Re: Over-long Control Characters in UTF-8

From: John Cowan (cowan@locke.ccil.org)
Date: Mon Aug 02 1999 - 10:08:51 EDT

Next message: schererm@us.ibm.com: "Re: Latin-1's apostrophe, grave accent, acute accent"
Previous message: Francois Yergeau: "Re: Over-long Control Characters in UTF-8"
Maybe in reply to: Markus Kuhn: "Over-long Control Characters in UTF-8"
Messages sorted by: [ date ] [ thread ] [ subject ] [ author ] [ attachment ]
Mail actions: [ respond to this message ] [ mail a new topic ]

Markus Kuhn wrote:

> [...] LF =
> U+000A = 0x0a = 0xc0 0x8a = 0xe0 0x80 0x8a = 0xf0 0x80 0x80 0x8a = ...
> can be encoded in many ways legally under UTF-8 [...]

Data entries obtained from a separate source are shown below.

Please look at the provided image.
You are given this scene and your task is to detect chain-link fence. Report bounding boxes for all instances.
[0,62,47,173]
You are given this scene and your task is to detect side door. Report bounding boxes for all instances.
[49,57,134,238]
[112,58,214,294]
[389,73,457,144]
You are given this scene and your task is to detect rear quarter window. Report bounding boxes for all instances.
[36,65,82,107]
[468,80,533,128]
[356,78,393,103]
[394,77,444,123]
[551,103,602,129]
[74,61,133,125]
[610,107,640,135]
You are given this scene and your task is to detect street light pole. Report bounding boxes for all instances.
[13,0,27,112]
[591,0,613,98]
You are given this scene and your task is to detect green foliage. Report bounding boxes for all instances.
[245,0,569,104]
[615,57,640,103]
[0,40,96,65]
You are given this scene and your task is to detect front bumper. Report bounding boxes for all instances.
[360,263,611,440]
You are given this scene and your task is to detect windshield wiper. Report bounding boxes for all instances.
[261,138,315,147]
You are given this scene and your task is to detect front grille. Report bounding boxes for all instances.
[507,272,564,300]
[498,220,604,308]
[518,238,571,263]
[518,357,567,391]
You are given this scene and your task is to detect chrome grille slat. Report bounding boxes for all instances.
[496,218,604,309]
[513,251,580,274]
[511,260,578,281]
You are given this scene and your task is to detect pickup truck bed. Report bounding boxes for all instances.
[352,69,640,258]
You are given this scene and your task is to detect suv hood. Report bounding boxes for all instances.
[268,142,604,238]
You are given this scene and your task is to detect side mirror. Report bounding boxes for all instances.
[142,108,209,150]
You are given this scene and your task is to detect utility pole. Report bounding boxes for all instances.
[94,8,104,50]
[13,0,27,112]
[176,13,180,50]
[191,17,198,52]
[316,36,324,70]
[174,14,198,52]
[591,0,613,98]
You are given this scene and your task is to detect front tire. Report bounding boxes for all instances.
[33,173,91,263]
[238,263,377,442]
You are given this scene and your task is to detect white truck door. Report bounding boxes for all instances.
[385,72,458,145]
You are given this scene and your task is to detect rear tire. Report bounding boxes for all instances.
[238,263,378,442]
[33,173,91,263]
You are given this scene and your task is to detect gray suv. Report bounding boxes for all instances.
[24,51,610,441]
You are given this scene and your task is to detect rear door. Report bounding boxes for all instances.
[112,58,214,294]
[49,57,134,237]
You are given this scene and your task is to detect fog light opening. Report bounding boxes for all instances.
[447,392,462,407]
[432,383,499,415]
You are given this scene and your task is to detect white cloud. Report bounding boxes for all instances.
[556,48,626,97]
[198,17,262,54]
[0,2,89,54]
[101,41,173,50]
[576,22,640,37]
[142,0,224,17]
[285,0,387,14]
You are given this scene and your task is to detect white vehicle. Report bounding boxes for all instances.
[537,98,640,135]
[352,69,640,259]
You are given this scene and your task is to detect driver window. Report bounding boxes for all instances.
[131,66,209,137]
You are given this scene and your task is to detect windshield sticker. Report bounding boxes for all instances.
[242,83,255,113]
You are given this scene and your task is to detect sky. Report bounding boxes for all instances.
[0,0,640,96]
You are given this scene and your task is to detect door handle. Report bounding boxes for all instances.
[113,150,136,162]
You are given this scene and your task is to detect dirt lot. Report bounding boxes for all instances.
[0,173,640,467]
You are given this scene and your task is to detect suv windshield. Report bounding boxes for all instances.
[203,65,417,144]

Not at all. The Unicode Standard (appendix A) says to encode
everything in the shortest way.

> The fact that Java abuses the 2-byte encoding of the U+0000 (0xc0 0x80)
> to get C string binary transparency for NUL has effectively established
> the practice of using overlong UTF-8 sequences as a hack. :-(

But only in their private protocol for reading and writing String
objects in *binary* files. The names readUTF() and writeUTF() are
misleading, in that UTF-8 is not read or written there. The
UTF-8 codec for InputStreamReader goes by the rules.

-- 
	John Cowan	http://www.ccil.org/~cowan	cowan@ccil.org
Schlingt dreifach einen Kreis um dies! / Schliesst euer Aug vor heiliger Schau,
Denn er genoss vom Honig-Tau / Und trank die Milch vom Paradies.
			-- Coleridge / Politzer

Next message: schererm@us.ibm.com: "Re: Latin-1's apostrophe, grave accent, acute accent"
Previous message: Francois Yergeau: "Re: Over-long Control Characters in UTF-8"
Maybe in reply to: Markus Kuhn: "Over-long Control Characters in UTF-8"
Messages sorted by: [ date ] [ thread ] [ subject ] [ author ] [ attachment ]
Mail actions: [ respond to this message ] [ mail a new topic ]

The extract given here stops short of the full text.